How to type PDF files

max1836 · May 15, 2013

Is there some way with Zotero, or some other tool, which will automagically create a "type" list for PDF files?

I've been collecting PDF files for a while. Many were just images in a pdf filetype wrapper. Now some of those have become "full text" articles where you can search text, highlite and so on. I would like to replace some of those old files if possible.

My thought was first just to brute force it by manually opening each and tagging with a type.(I have about 1500 so far..). But I'm wondering f there is a more cleaver solution to this problem.

adamsmith · May 15, 2013

you mean something like this?
http://www.zotero.org/support/retrieve_pdf_metadata

max1836 · May 15, 2013

Thanks for answering, but I knew about that nifty part of Zotero.

Look at pdf file you can download from this webpage:
http://projecteuclid.org/euclid.aoms/1177731283
JSTOR: links.jstor.org

The pages inside the pdf file are just images.

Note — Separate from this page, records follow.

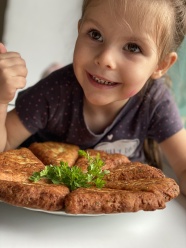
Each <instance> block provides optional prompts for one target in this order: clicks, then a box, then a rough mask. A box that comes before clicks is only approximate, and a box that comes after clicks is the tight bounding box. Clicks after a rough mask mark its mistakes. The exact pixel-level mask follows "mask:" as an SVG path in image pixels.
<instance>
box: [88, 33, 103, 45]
mask: <svg viewBox="0 0 186 248" xmlns="http://www.w3.org/2000/svg"><path fill="white" fill-rule="evenodd" d="M88 34H89V36H90V37H91V38H92V39H93V40H97V41H101V42H102V41H103V38H102V36H101V33H100V32H99V31H97V30H90V31H89V32H88Z"/></svg>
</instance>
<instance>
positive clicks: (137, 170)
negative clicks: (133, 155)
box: [104, 162, 165, 181]
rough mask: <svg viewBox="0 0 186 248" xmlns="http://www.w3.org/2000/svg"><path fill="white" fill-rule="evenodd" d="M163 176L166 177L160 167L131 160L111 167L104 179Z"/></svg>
mask: <svg viewBox="0 0 186 248" xmlns="http://www.w3.org/2000/svg"><path fill="white" fill-rule="evenodd" d="M163 177H165V175H164V174H163V172H162V171H161V170H160V169H157V168H155V167H152V166H149V165H147V164H142V163H139V162H131V163H126V164H122V165H119V166H118V167H116V168H115V169H111V170H110V173H109V174H107V175H105V177H104V179H105V180H107V181H119V180H133V179H141V178H163Z"/></svg>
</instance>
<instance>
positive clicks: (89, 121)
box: [83, 99, 128, 134]
mask: <svg viewBox="0 0 186 248" xmlns="http://www.w3.org/2000/svg"><path fill="white" fill-rule="evenodd" d="M127 102H128V99H127V100H123V101H117V102H114V103H111V104H108V105H104V106H97V105H93V104H91V103H90V102H88V101H87V100H86V99H84V107H83V114H84V120H85V123H86V125H87V126H88V128H89V129H90V130H91V131H92V132H93V133H96V134H100V133H102V132H103V131H104V130H105V128H107V127H108V126H109V125H111V123H112V122H113V121H114V119H115V118H116V116H117V115H118V113H119V112H120V110H121V109H122V108H123V106H124V105H125V104H126V103H127Z"/></svg>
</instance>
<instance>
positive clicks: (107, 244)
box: [0, 195, 186, 248]
mask: <svg viewBox="0 0 186 248" xmlns="http://www.w3.org/2000/svg"><path fill="white" fill-rule="evenodd" d="M0 247H2V248H4V247H6V248H31V247H32V248H33V247H35V248H38V247H39V248H49V247H50V248H51V247H52V248H56V247H61V248H92V247H94V248H139V247H143V248H157V247H159V248H186V197H185V196H183V195H179V197H177V198H176V199H174V200H172V201H170V202H168V203H167V206H166V208H165V209H163V210H156V211H151V212H145V211H139V212H136V213H123V214H115V215H102V216H94V217H87V216H81V217H80V216H73V217H72V216H58V215H52V214H47V213H43V212H36V211H31V210H28V209H24V208H19V207H14V206H11V205H8V204H5V203H2V202H0Z"/></svg>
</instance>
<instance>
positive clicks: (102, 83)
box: [92, 76, 114, 85]
mask: <svg viewBox="0 0 186 248" xmlns="http://www.w3.org/2000/svg"><path fill="white" fill-rule="evenodd" d="M92 78H93V79H94V80H95V81H96V82H97V83H99V84H105V85H112V84H114V83H113V82H109V81H105V80H103V79H100V78H97V77H95V76H92Z"/></svg>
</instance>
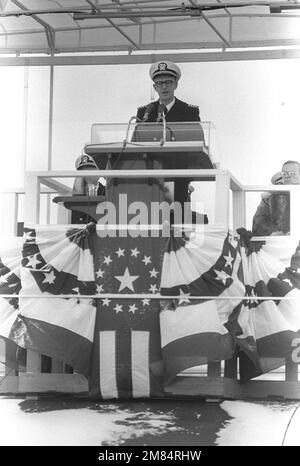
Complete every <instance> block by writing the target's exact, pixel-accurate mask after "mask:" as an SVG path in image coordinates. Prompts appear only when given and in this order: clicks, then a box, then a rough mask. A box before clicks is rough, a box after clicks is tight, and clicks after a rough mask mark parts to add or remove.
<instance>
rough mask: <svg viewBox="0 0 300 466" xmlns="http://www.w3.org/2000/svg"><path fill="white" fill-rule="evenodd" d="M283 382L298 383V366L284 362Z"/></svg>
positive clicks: (293, 362)
mask: <svg viewBox="0 0 300 466" xmlns="http://www.w3.org/2000/svg"><path fill="white" fill-rule="evenodd" d="M285 380H286V381H287V382H298V364H297V363H296V362H293V361H286V362H285Z"/></svg>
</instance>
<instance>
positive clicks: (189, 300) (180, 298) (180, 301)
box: [179, 288, 191, 304]
mask: <svg viewBox="0 0 300 466" xmlns="http://www.w3.org/2000/svg"><path fill="white" fill-rule="evenodd" d="M179 292H180V296H181V298H180V299H179V304H183V303H190V300H189V299H188V296H190V294H191V293H185V292H184V291H183V290H182V289H181V288H180V289H179Z"/></svg>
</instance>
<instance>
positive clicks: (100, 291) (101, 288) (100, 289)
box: [97, 285, 103, 293]
mask: <svg viewBox="0 0 300 466" xmlns="http://www.w3.org/2000/svg"><path fill="white" fill-rule="evenodd" d="M102 292H103V285H97V293H102Z"/></svg>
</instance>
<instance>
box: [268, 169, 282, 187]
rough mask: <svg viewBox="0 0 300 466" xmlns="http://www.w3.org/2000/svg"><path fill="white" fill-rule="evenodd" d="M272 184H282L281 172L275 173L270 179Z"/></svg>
mask: <svg viewBox="0 0 300 466" xmlns="http://www.w3.org/2000/svg"><path fill="white" fill-rule="evenodd" d="M271 183H272V184H283V181H282V174H281V172H277V173H275V174H274V175H273V176H272V178H271Z"/></svg>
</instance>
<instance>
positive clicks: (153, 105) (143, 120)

With acrobat reader you can't swipe text to cut and past. You can't highlite parts of the article.

I'm looking for a way to tell if the article inside the pdf file is "full text" or just "images."

----

As I said earlier I know that I can spin through all the pdf files and tag them manually. But I'd like to find the 10% that are just images without opening them all.

adamsmith · May 15, 2013

not as easy as it probably should be, but you can look at this post:
https://forums.zotero.org/discussion/6019/finding-unindexed-items/#Item_4

max1836 · May 16, 2013

Thanks again for a good tip. I thought maybe I could just spin through the list of PDFs and look to see if the file was indexed. That works but only to a small extent.

!@#$%^ Jstor put a copy page on a lot of the "old" pdf files that I have. Since "something" was indexed, the the pdf file shows as indexed, even though the "real article" within the pdf file is just images.

I probably only have about 150 papers that I really care about so I'll spin through those manually.

I did notice that when retrieving pdf metadata that Zotero does detect files with no OCR text all. It would be nice if this was flagged on item record somehow. This probably the road of good intentions which leads to total chaos. Some pdf files are password locked. So I'm not sure how many categories of pdf files you'd need, nor how a program would detect them all.